Previously, the Minister of Finance (Menkeu) Sri Mulyani Indrawati said that the current world economic shocks were not “tins.” Therefore, the state revenue and expenditure budget (APBN) has an important role to be able to reduce the shocks that occur. Moreover, global economic shocks are projected to continue next year, even international institutions predict a global recession will occur in 2023.
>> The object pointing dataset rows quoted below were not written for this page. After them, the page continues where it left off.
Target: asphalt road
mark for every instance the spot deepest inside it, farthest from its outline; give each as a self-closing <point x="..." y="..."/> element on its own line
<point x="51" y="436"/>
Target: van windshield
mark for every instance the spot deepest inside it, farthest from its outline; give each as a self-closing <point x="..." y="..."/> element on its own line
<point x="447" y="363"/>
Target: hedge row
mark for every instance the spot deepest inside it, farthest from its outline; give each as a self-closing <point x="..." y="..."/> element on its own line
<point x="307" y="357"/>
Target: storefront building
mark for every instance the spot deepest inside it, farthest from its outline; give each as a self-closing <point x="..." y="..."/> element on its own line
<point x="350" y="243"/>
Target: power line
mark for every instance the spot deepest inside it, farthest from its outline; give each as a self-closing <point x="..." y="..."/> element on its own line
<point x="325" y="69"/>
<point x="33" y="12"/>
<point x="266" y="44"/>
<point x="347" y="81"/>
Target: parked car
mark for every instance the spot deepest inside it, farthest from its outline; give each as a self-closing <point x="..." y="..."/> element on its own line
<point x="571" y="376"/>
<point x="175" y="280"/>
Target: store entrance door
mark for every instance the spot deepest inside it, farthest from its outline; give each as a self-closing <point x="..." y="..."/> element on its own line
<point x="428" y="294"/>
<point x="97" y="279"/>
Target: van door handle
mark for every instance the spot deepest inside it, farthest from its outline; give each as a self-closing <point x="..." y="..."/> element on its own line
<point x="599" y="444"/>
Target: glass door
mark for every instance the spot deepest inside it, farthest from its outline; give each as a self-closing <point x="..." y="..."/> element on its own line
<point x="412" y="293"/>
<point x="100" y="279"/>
“It is interesting to study the 2023 State Budget, responding to the challenges of society and the economy, which are continuously under a lot of shock. in the Seminar on Strategies for Achieving a Strong and Sustainable Economy Amid Risks, Friday (28/10/2022). He explained that the global economy had been depressed due to the Covid-19 pandemic, but when it started to recover, it was actually faced with shocks due to the wars between Russia and Ukraine. Now the world is facing a food and energy crisis, a spike in inflation, and the trend of rising interest rates that weakens the economy.